Pharma executives and their lobbyists often complain about requirements imposed by the U.S. Food and Drug Administration, which is supposed to check for safety and efficacy of products. But BioClinica benefits from such regulation and might do so in countries such as China and India as those nations want drugmakers to tailor products for them, with corresponding regulation.

Benton noted that BioClinica was able to capture images and data in many formats, but that its programs work through Microsoft's Outlook system, which is used in much of the world.

BioClinica, which will report 2011 fourth-quarter and full-year results in February, has acquired smaller firms in recent years.

The stock, which trades on the Nasdaq, closed Friday up 6 cents, or 1.19 percent, at $5.19.

BioClinica reported to the SEC that its revenue in the nine months ended Sept. 30 increased 10.6 percent to $61.5 million, compared with the same period in 2010.

The company took a $1.7 million charge in 2011, in part to pay severance costs for laid-off employees in its Netherlands office. That expense contributed to a decrease in net income from operations of 18.7 percent from the same period the previous year. Absent that cost, the net income from operations increased 26.3 percent.

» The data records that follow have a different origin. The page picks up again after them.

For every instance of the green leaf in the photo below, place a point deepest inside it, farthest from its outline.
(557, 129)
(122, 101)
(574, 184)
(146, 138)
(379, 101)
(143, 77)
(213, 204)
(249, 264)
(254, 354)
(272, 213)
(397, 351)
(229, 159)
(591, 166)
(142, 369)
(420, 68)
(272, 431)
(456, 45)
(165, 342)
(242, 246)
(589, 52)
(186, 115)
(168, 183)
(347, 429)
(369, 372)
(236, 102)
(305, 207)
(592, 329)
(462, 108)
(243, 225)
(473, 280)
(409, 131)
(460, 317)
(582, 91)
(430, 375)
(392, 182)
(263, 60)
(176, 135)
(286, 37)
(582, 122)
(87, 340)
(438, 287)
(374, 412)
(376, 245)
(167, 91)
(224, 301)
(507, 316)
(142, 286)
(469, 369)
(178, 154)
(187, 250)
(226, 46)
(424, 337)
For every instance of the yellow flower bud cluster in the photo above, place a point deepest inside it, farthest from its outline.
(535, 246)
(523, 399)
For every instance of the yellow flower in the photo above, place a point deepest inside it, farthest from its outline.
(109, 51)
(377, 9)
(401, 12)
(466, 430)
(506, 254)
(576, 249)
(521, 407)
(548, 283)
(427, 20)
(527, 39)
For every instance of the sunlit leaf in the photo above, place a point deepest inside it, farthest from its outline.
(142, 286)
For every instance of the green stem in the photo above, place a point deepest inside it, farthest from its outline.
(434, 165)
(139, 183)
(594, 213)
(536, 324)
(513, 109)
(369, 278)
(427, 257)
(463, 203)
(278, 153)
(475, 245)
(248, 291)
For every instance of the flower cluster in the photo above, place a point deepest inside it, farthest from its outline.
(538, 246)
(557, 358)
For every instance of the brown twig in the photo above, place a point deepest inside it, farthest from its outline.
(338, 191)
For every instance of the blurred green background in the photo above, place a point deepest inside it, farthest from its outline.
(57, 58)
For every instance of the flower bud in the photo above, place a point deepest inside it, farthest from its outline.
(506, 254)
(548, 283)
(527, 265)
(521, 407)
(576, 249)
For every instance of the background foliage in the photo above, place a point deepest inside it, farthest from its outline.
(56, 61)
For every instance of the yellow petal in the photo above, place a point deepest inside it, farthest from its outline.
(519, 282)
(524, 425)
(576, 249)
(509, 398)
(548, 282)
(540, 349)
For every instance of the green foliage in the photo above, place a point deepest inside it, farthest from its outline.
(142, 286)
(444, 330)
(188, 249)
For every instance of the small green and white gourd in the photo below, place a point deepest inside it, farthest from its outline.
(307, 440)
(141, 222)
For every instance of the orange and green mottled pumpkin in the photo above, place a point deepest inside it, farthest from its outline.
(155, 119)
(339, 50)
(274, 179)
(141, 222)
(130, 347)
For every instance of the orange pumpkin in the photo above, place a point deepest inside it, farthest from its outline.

Some of those eliminated positions in computer-oriented areas were brought home, and the company now expects to hire project managers in Europe as well as in this region.

The Audubon building has ping-pong and foosball tables, which seem essential for any tech company.

"I'm partial to foosball," Benton joked.

But he is serious about why BioClinica keeps its help desk in-house and staffed 24/7, albeit with a 200-language translation service with another company 30 seconds away by phone. While clinical sites almost always have Internet connections for receiving and transmitting data, sometimes, a voice is more effective at helping humans work through software issues.

"We have a lot of experienced people," Benton said, "and, in one sense, the folks on the help desk are talking to our real customers."